The key assumptions and properties of shift-share instruments have been investigated only in very recent work. Centrally, in an important setting the exclusion restriction must hold for all initial shares, for the estimator to be consistent. In practice, a potentially large number of shares cannot have a direct effect on the outcome. This assumption is very strict, because it requires the researcher to have perfect structural knowledge about all shares, which is typically unavailable. The natural question to ask, therefore is: Is consistent estimation still possible when the exclusion restriction is violated for some but not all shares?
In this paper, my main contribution is to show how consistent shift-share estimation is possible, when not all shares fulfil the exclusion restriction. This paper is a practitioner’s guide on how to select invalid shares in the shift-share setting, using two methods developed in statistical learning. I also extend one of the methods that I present to allow for multiple endogenous regressors. This was not possible so far and is a further contribution of the paper.

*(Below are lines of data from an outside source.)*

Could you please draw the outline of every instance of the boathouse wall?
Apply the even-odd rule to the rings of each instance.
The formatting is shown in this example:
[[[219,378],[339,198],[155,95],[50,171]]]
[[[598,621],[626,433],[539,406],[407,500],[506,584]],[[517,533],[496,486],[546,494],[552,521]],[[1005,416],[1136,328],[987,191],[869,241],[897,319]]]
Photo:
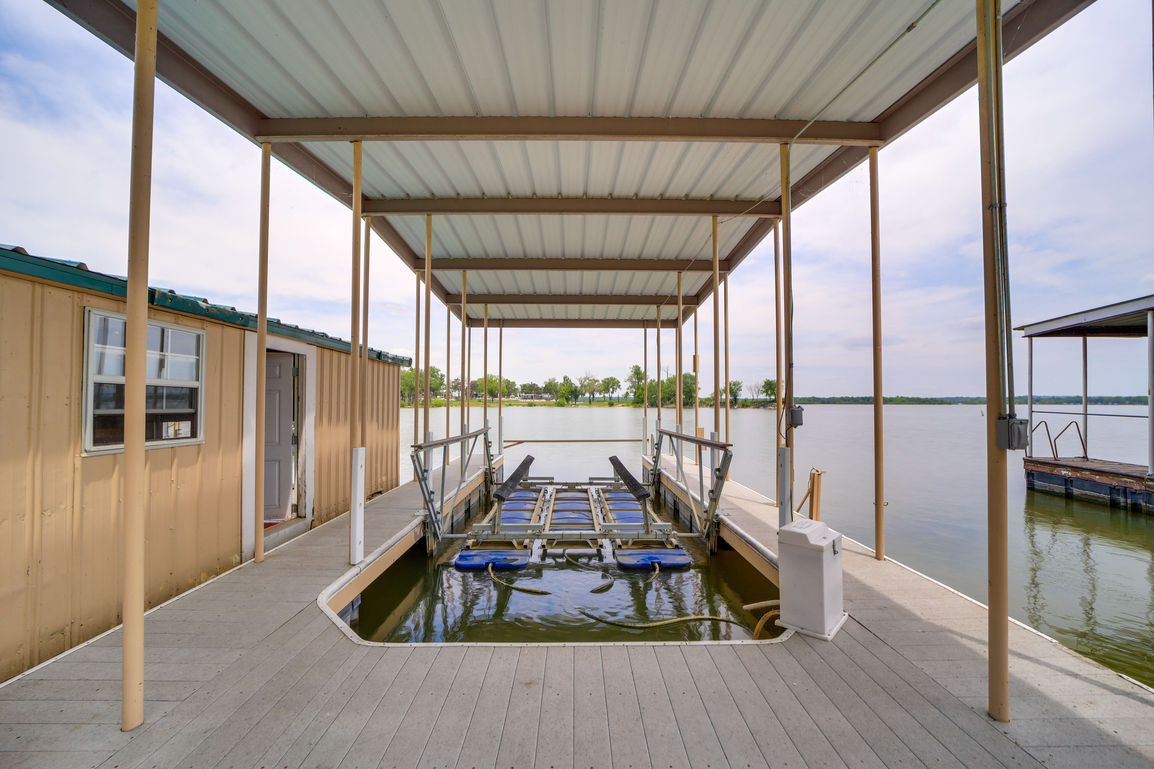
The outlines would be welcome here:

The proposed methods go beyond existing econometric diagnostics typically applied in this setting. Rotemberg weights, proposed by Goldsmith-Pinkham, Sorkin, and Swift (2020), report the sensitivity to misspecification of the different shares. These weights often fail to provide clear-cut guidance as to which shares should finally be included in the construction of the instrument, because they tell the researcher how large the relative bias of the entire shift-share estimator stemming from the bias of a single industry is. Instead, with the methods proposed in this paper the researcher obtains an estimate for the identity of valid and invalid instruments and a consistent estimate, adjusted from the absolute bias. This bears the advantage that valid instruments do not need to be discarded just because their potential invalidity could lead to bias.
Applying the new methods to the estimation of the effects of immigration and of Chinese import exposure on the US labor market illustrates that the shares selected as invalid in these applications are consistent with those discussed as problematic in the literature. So far, no way to locate invalid shares has been proposed. This paper fills this gap and provides a principled approach to share selection. To make the methods more widely accessible to practitioners, I also provide simple-to-use Stata-programs.

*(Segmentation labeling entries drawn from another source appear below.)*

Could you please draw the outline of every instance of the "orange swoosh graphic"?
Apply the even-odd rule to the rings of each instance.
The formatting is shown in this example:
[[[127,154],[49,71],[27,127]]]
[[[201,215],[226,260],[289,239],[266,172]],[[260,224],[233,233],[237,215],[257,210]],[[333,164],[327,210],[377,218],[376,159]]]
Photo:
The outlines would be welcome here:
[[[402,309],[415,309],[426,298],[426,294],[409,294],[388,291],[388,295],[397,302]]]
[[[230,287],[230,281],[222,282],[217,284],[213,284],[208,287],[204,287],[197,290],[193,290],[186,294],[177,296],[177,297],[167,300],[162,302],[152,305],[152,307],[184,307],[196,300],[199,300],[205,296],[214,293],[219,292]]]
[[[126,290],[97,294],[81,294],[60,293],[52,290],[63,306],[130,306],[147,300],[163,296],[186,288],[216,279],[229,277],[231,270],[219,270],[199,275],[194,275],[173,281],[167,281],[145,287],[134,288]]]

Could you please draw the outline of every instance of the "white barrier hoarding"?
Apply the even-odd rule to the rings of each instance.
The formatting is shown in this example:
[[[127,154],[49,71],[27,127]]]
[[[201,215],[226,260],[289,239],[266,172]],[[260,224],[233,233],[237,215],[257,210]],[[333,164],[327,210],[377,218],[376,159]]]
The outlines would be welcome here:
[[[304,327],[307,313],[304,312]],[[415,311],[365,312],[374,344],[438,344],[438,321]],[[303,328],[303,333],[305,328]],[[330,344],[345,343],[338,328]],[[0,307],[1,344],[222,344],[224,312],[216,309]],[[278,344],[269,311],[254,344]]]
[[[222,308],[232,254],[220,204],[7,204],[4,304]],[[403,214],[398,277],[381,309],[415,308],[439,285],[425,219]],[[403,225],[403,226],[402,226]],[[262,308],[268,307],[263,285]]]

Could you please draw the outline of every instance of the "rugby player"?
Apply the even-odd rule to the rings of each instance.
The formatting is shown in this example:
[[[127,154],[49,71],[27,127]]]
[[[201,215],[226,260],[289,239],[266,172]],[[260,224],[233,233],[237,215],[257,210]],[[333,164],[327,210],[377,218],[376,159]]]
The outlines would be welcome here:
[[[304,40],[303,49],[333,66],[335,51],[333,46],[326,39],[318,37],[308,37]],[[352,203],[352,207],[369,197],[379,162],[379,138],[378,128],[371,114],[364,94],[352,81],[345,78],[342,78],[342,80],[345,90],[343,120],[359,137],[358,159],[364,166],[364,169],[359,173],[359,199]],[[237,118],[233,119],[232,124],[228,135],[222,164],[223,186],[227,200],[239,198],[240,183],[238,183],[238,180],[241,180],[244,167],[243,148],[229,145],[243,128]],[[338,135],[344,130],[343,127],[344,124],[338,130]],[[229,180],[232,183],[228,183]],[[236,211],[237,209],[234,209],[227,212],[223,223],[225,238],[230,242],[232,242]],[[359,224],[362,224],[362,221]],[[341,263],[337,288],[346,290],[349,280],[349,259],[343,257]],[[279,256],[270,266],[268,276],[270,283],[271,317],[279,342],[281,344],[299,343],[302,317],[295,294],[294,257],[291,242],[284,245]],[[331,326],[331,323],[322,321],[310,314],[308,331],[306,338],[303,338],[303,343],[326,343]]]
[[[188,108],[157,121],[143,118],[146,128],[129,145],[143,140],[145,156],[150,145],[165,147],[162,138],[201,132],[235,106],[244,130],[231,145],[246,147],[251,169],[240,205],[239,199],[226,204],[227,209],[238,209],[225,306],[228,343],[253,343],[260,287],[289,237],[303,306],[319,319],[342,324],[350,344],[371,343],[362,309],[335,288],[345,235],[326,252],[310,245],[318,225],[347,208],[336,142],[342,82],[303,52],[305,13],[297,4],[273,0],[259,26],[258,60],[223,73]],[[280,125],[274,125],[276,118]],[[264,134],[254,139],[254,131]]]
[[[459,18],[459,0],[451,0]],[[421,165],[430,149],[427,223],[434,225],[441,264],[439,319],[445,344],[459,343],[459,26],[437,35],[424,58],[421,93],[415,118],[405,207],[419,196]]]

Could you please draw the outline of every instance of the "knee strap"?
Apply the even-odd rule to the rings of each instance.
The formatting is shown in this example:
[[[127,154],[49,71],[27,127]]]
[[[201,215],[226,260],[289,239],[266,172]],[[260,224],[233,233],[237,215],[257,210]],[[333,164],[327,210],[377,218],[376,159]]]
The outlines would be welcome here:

I begin by presenting the shift-share IV and its key identifying assumption, the exclusion restriction. In the shift-share approach, there are multiple class-specific shares and shifts which are interacted to produce the final instrument. Goldsmith-Pinkham, Sorkin, and Swift (2020) show that if the exclusion restriction holds for each class-specific share, the IV estimator is consistent. That is, shares should not be directly correlated with the outcome variable through unobservable shocks or longterm effects. The exclusion restriction from the shares perspective is a sufficient condition for the consistency of the shift-share IV estimator. Instruments which fulfil the exclusion restriction are called valid, while those that do not fulfil it are called invalid. This definition of validity assumes that all instruments are related to the treatment. This exclusion restriction is very restrictive because it must hold for all classes. While the general idea behind the shift-share IV is credible, typically structural relationships between instruments and outcome variables are difficult to exclude for each single class.

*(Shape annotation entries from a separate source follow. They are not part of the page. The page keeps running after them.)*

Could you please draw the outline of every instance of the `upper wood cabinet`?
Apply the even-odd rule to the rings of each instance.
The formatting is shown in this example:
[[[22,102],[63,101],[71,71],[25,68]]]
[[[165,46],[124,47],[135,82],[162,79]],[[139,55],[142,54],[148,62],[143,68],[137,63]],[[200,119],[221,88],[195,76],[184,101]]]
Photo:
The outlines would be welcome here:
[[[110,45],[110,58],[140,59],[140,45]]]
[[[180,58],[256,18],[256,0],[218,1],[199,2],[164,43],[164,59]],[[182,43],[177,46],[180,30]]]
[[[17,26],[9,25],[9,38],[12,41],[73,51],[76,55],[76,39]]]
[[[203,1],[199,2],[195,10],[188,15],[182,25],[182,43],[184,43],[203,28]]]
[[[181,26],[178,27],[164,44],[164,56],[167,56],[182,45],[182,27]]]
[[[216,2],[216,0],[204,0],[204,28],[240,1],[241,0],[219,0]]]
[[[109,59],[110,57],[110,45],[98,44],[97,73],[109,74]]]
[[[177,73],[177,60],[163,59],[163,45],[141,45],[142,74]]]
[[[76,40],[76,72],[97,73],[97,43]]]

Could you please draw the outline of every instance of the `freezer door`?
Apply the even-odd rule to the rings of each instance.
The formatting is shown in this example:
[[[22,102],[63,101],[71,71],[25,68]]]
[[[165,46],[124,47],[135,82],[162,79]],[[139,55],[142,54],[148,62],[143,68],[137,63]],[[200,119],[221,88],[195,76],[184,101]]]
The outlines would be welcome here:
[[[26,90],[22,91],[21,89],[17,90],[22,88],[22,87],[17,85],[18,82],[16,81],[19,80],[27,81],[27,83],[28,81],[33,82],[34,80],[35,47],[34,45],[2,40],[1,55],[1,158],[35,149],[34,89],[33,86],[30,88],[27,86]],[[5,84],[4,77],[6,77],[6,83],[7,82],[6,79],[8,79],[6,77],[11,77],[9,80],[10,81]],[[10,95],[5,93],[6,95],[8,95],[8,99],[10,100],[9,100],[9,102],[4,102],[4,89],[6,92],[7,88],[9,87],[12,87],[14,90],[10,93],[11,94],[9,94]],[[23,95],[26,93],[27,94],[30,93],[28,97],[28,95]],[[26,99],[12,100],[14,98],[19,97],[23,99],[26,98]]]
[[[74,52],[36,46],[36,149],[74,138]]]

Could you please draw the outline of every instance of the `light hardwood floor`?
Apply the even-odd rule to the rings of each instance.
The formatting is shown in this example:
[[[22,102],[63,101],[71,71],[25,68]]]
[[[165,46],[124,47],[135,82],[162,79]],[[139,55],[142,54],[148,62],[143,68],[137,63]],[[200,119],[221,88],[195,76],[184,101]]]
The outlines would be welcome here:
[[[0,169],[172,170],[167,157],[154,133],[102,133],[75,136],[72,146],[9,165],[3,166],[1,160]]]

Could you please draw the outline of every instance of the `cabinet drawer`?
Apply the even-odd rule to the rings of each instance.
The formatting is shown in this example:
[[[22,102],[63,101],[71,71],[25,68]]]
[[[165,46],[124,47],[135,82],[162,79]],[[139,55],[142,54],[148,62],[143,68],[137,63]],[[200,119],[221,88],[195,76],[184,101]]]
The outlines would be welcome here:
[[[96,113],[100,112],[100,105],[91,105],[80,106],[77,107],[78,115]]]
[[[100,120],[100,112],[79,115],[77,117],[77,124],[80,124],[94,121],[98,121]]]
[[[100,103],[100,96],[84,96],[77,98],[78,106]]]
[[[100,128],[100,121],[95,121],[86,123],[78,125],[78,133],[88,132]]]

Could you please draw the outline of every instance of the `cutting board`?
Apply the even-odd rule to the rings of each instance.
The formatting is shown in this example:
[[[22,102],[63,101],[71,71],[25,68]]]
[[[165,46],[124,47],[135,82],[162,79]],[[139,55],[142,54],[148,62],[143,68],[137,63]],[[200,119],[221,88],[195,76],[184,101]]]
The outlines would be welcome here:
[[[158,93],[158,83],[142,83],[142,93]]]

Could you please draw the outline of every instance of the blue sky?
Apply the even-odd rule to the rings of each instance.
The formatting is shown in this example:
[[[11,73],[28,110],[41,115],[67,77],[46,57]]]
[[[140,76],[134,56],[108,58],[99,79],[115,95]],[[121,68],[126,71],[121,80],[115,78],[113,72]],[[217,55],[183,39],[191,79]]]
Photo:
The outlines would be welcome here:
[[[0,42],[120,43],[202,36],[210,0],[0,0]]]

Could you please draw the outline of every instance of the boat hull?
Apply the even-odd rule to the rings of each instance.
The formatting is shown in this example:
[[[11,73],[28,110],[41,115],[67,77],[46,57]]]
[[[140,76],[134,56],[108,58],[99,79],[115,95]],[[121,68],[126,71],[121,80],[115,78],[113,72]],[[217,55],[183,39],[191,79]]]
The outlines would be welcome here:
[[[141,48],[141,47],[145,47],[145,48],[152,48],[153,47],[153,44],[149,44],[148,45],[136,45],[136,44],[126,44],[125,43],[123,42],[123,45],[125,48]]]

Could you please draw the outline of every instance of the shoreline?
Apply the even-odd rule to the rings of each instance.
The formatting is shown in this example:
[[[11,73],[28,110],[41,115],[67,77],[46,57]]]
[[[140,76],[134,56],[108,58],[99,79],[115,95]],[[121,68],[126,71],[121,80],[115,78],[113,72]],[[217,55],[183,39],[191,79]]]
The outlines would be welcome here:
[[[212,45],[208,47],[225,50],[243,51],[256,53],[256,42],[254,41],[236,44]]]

In Section 3, I show how to obtain consistent estimators, when many shares are invalid. To achieve consistency, invalid shares are selected using two methods: the adaptive Least absolute shrinkage and selection operator (AL) by Windmeijer, Farbmacher, Davies, and Smith (2019) and the Confidence Interval Method (CIM) by Windmeijer, Liang, Hartwig, and Bowden (2020). The two methods have been developed primarily for the use in Mendelian randomization, which is the application of instrumental variable estimation in genetic epidemiology. In these applications, genetic markers are used as IVs when estimating the effect of an exposure on a health outcome.
The key advantage of the leveraged methods is that they consistently select shares, which violate the exclusion restriction. When the majority of instruments is valid, both metods have so-called oracle properties and when the largest group of shares fulfills the exclusion restriction the CIM has oracle properties. This means that asymptotically the post-selection estimators perform as well as if the researcher knew the identity of invalid IVs. Intuitively, these estimators both exploit the fact that just-identified estimates, which use only one valid IV at a time, converge against the same value. None of the existing methods allow for multiple endogenous regressors. I therefore propose a simple extension of the AL. Here, the exclusion restriction becomes stricter with increasing number of endogenous regressors.
To show the implications and generality of the presented methods in practice, in Sections 4 and 5, I apply them to two empirical examples. I apply the methods to the estimation of the effect of immigration on wages in the US as in Altonji and Card (1991) and Card (2001) and of Chinese import exposure on manufacturing employment, following Autor, Dorn, and Hanson (2013). These two empirical examples are representative for a long series of applications in international and migration economics, which rely heavily on shift-share IVs.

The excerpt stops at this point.